The costs of decentralization

While networks can use decentralization to achieve specific goals, it is critical to keep in mind that there are trade-offs. Decentralized networks tend to be much more inefficient at making decisions. It could be catastrophic if the network were under attack and unable to agree on a solution. Thus, what is necessary for survival may be responsible for its undoing. Furthermore, since blockchains rely on consensus and nodes store the entire history of transactions, they can be slow and difficult to scale if security is maximized. 

Decentralized networks must solve the issue of trust. Considering anyone, including adversaries, can participate at any time, there needs to be adequate safeguards and incentives for trustworthy participants to overcome those who are not. So, while decentralization provides security as a part of censorship resistance, it does not necessarily make a network more secure relative to its “centralized” counterpart. Consider decentralized applications, known as dApps, using smart contracts to run autonomously. Although “decentralized” is in the name and they are incapable of being manipulated by a third party while in production, they are still susceptible to the vast majority of security risks faced by code running on centralized networks. Also, we have seen decentralized applications, while themselves not censored at the blockchain layer, blacklist addresses and freeze user assets.

Decentralized networks must also fight against the gravity of centralization. From a technological standpoint, there are economies of scale and a natural desire to optimize. Sociopolitically, it can be challenging to determine whether a network is adequately representative and if it will be able to resist the accumulation of power by certain groups or individuals. For example, governance based on the number of token holdings can lead to a plutocratic system. Voter apathy and concentration of expertise may cause some participants to abstain from voting, follow the opinions of others, or sell their votes to the highest bidder. There are also network effects that can result in points of failure and less space for “human agency.” (Cunningham 2016) Therefore, it is simply not enough for anyone to be able to participate.

Moving forward

The term decentralization is commonly used as a revolutionary call to limit perceived abuses of power. However, it is a necessary, not sufficient, condition for change. Ultimately, it is a means to achieve censorship resistance and representativeness. As we have demonstrated, these are complex objectives. There is a diverse array of participants, who are free to enter or exit at any time, working together across different states of the world, among adversaries, and against emergent centralization in a less than ideal format for making decisions. Thus, we must thoroughly evaluate how centralized or decentralized something needs to be given the costs and priorities. Decentralization does allow for the potential to tap a global network of ideas and talent. As Joy’s law states, “no matter who you are, most of the smartest people work for someone else.”3 However, it does not inherently result in more equitable outcomes or better products for users. In fact, it can easily result in the opposite if it is a hollow promise or not pursued rigorously and adaptively. 

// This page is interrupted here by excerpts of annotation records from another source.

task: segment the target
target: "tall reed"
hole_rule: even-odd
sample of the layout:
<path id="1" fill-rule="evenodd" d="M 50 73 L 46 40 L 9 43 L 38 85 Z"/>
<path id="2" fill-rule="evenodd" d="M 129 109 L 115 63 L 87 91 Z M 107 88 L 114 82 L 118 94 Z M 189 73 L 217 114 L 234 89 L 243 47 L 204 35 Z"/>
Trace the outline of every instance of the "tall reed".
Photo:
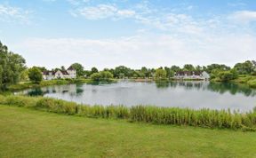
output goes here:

We must also assess decentralization at the macro level. The likely conclusion will be that the optimum lies closer to the middle of the spectrum than it is to maximal centralization or decentralization.  As Bair (2018) writes, “[o]ver-centralization is the enemy,” but “under-centralization is the enemy as well.” So, while extreme decentralization may be a rational response to an overly centralized internet, it should be used to restore that equilibrium and serve as a check on excessive accumulations of power in the future.

1 Inspired by Yahya (2018).
In practice, censorship resistance and representativeness do not need to be treated as mutually exclusive.
Quote also used in Chris Dixon’s “Why Decentralization Matters."

Bair, T. (2018). The True Enemy of Decentralization.
Sukernik, L. (2018). Sovereign-grade and Platform-grade Censorship Resistance.
Cunningham, A. (2016). Decentralisation, Distrust & Fear of the Body of Crypto-Law. SCRIPTed, 13 (3), 235–257.
Jennings, M. (2022). Decentralization for Web3 Builders: Principles, Models, How To.